At the conclusion of the meeting, Natalie Yarsco, Executive Director of the Board of Directors, was confident that CRIM could comply with these measures to avoid a deficit of the entity. In turn, he declined the estimated income of $ 1.973 million to be overly optimistic.
“I don’t think the target is that aggressive. I think it can be done… There is nothing new and it doesn’t require changing property tax rates. This is true, in the past the government did not implement any of these changes and so this is what we are [la Junta] Here, but it is possible, “Jarisco said to questions from the press.
Yarsko pointed out that among the changes, it also includes the evaluation of new properties that can reach more than 230 thousand of which have not been identified and have not paid real estate taxes. According to the CEO, that amount could amount to just over $ 500 million for a government agency in the next five years.
He added that the Law on Combating Criminal Crimes, together with the municipalities, should improve the property tax collection system. Currently, according to data from the board of directors, CRIM only administers about 67.7% of property taxes in a single year. The financial plan sets the goal that CRIM can increase this number to 76% of groups in a five-year period. For this, the document states that by June 2022, CRIM should increase its collector’s staff by 25%.
For his part, Council Director Antonio Medina agreed with Yarsco and said that adherence to these measures is crucial to the financial health of municipalities. “Doing it well is critical. Municipalities lack sufficient funds and these measures are essential to ensure good management,” he said.

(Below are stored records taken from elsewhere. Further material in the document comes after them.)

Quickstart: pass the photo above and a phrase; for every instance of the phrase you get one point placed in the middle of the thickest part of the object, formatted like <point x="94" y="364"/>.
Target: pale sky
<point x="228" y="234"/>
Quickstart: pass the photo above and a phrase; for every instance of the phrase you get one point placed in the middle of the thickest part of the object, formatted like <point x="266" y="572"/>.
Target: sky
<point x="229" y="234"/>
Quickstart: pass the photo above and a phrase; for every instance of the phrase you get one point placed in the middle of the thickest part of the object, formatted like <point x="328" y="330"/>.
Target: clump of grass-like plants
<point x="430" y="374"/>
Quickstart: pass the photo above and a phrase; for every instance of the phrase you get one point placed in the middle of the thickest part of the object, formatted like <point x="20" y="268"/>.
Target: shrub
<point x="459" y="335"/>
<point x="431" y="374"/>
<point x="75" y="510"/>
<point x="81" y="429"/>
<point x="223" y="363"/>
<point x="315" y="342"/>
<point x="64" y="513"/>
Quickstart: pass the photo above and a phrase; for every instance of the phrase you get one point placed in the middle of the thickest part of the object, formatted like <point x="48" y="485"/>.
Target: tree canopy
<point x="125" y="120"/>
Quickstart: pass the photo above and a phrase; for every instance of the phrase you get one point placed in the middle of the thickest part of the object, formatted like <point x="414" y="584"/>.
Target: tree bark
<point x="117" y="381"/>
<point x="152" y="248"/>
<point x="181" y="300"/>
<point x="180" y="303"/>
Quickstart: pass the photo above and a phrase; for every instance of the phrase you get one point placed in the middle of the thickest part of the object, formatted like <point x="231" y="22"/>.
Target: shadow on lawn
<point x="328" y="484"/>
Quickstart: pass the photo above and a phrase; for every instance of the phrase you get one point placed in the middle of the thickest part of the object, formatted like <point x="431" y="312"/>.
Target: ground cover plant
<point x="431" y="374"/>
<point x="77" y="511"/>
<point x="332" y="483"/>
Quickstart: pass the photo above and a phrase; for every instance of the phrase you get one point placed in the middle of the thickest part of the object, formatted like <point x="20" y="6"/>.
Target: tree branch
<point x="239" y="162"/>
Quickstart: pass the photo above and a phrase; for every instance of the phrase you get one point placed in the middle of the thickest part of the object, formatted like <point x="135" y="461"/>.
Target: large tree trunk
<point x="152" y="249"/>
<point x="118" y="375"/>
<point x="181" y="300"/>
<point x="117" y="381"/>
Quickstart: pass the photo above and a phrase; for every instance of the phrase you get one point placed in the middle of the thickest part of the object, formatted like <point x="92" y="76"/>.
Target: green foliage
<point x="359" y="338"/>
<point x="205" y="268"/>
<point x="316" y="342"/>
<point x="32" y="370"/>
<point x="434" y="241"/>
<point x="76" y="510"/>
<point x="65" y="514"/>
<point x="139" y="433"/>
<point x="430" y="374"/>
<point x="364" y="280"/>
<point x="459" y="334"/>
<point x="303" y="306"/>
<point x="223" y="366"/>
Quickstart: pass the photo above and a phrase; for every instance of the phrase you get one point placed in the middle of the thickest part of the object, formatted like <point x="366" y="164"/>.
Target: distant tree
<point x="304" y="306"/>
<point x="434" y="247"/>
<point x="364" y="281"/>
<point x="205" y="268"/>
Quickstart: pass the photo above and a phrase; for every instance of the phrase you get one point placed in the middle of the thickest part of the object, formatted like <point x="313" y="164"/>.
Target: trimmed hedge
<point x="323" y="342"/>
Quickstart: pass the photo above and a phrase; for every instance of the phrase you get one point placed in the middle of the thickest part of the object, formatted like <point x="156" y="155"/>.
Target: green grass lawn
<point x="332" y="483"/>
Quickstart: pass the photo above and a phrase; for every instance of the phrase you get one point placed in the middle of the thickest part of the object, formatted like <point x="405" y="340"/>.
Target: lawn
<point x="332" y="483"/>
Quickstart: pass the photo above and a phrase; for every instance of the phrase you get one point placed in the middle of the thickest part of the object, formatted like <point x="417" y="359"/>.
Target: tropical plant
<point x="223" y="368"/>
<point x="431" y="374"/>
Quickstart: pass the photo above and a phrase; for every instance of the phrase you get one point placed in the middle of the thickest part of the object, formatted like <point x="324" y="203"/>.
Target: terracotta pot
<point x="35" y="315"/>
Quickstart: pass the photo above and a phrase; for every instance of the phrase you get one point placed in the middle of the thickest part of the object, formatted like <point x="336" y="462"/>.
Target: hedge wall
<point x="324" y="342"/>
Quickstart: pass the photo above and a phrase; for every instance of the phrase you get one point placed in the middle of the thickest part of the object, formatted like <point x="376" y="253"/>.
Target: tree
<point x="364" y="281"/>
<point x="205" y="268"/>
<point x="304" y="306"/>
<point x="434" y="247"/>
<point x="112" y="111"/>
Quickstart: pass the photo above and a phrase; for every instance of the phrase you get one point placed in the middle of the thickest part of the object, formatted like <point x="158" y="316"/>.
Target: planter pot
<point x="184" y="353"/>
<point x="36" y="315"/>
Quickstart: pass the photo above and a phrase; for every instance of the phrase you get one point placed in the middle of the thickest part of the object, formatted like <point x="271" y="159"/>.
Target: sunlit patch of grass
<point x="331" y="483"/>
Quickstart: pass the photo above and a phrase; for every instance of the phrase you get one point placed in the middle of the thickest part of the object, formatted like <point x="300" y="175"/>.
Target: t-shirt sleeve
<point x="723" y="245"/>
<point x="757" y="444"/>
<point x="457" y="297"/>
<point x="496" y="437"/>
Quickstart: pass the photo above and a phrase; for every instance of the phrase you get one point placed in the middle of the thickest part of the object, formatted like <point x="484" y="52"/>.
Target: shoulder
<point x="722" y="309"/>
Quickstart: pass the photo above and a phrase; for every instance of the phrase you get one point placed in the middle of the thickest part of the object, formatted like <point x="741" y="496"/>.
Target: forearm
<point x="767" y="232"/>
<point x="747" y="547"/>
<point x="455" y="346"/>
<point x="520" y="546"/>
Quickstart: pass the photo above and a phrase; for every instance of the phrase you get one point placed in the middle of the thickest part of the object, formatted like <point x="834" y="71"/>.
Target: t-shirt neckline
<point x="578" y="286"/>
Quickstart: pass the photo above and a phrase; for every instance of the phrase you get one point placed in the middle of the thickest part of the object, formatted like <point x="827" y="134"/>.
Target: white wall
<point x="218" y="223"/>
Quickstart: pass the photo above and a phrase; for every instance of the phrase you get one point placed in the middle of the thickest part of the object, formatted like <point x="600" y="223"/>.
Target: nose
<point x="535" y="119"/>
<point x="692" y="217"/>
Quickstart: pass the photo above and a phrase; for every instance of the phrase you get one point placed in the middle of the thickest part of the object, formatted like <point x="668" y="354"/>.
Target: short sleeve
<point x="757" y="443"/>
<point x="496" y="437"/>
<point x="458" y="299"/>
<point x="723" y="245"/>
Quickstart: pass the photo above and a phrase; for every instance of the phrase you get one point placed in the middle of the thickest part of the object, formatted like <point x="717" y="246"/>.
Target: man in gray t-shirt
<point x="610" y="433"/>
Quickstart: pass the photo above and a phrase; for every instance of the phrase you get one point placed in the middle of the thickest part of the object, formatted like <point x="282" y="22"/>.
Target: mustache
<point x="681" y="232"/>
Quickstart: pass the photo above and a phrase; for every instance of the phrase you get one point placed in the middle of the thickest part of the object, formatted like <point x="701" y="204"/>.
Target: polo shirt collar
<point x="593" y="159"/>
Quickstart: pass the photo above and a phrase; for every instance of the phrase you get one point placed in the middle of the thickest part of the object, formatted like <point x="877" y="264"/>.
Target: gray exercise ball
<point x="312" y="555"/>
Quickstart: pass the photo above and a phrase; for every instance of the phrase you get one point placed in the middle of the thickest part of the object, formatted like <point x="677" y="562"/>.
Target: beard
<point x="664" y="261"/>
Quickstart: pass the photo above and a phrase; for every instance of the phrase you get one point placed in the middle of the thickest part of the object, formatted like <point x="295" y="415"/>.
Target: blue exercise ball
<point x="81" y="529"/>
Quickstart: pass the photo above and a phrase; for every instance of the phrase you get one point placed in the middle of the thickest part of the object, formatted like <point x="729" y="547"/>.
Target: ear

For his part, Yarsko indicated that municipalities – as managers of CRIM – must reinforce these measures if they want their financial outlooks to improve in the coming years. “Municipalities are aware of their financial situation and have expressed how difficult the situation is for them in these years. But municipalities are governed by municipalities. If they understand that they are facing a complex financial situation, they should be the first to implement these measures, especially the method of collecting real estate taxes.”